Gredin tourna lentement sur lui-même, sa figure balafrée fendue d’un petit sourire nonchalant. Sous son apparence humaine, il avait le nez cassé et un cache noir couvrait son mauvais œil. Mais l’autre luisait d’un éclat à pousser un ange au péché, et son sourire aurait fait damner un saint. Une sainte, en tout cas.
Peut-être étaient-ce les phéromones, ou la façon dont ses muscles jouaient sous sa chemise de cuir noir, Gredin dégageait une espèce de lascivité diabolique graisseuse de l’ordre du mégawatt. À sa seule vue, les femmes se sentaient palpiter des ailes sombres dans leur nuit cramoisie.

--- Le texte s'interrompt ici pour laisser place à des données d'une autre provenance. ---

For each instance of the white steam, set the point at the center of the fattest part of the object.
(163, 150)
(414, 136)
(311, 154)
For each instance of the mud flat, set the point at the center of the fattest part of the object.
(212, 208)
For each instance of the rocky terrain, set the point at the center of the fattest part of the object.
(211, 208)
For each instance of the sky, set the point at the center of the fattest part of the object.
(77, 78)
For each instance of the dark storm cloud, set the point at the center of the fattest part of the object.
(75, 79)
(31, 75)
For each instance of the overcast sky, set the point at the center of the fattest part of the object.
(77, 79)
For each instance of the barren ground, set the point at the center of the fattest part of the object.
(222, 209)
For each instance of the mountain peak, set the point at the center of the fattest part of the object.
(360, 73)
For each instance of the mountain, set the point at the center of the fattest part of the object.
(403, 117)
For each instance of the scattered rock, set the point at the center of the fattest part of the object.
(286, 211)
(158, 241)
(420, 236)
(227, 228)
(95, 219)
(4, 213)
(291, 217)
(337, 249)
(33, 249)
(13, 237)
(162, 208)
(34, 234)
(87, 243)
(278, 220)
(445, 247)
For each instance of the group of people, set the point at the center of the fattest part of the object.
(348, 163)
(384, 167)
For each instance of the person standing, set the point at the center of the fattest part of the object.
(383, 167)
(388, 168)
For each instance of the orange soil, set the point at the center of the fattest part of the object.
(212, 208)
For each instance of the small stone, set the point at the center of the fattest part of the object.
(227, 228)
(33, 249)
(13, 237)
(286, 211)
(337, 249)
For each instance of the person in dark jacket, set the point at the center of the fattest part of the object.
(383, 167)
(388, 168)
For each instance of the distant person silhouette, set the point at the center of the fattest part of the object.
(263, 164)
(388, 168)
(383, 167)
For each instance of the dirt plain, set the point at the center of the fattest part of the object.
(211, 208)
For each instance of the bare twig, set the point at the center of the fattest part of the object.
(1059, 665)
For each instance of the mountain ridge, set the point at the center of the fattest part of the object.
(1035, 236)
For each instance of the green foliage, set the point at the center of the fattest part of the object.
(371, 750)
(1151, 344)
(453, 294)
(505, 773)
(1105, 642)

« Euh… Gredin », fit Nounou.
Il ouvrit la bouche. Des incisives étincelèrent.
« Wrowwwwl, fit-il.
— Tu me comprends ?
— Ouiiii, Nounouuu. »
Nounou Ogg s’adossa au mur pour ne pas tomber.
Des sabots de chevaux se firent entendre. Le carrosse avait tourné dans la rue.
« Vas-y, arrête ce carrosse ! »
Gredin sourit encore et fonça hors de l’allée. Nounou s’éventa de son chapeau.
« Hou-là, fit-elle. Quand j’pense que je lui chatouillais le ventre… Pas étonnant que toutes les chattes braillent la nuit.
— Gytha !
— Ben, t’es toute rouge, Esmé.
— J’suis essoufflée, c’est tout.
— Marrant, ça. Si encore t’avais couru. »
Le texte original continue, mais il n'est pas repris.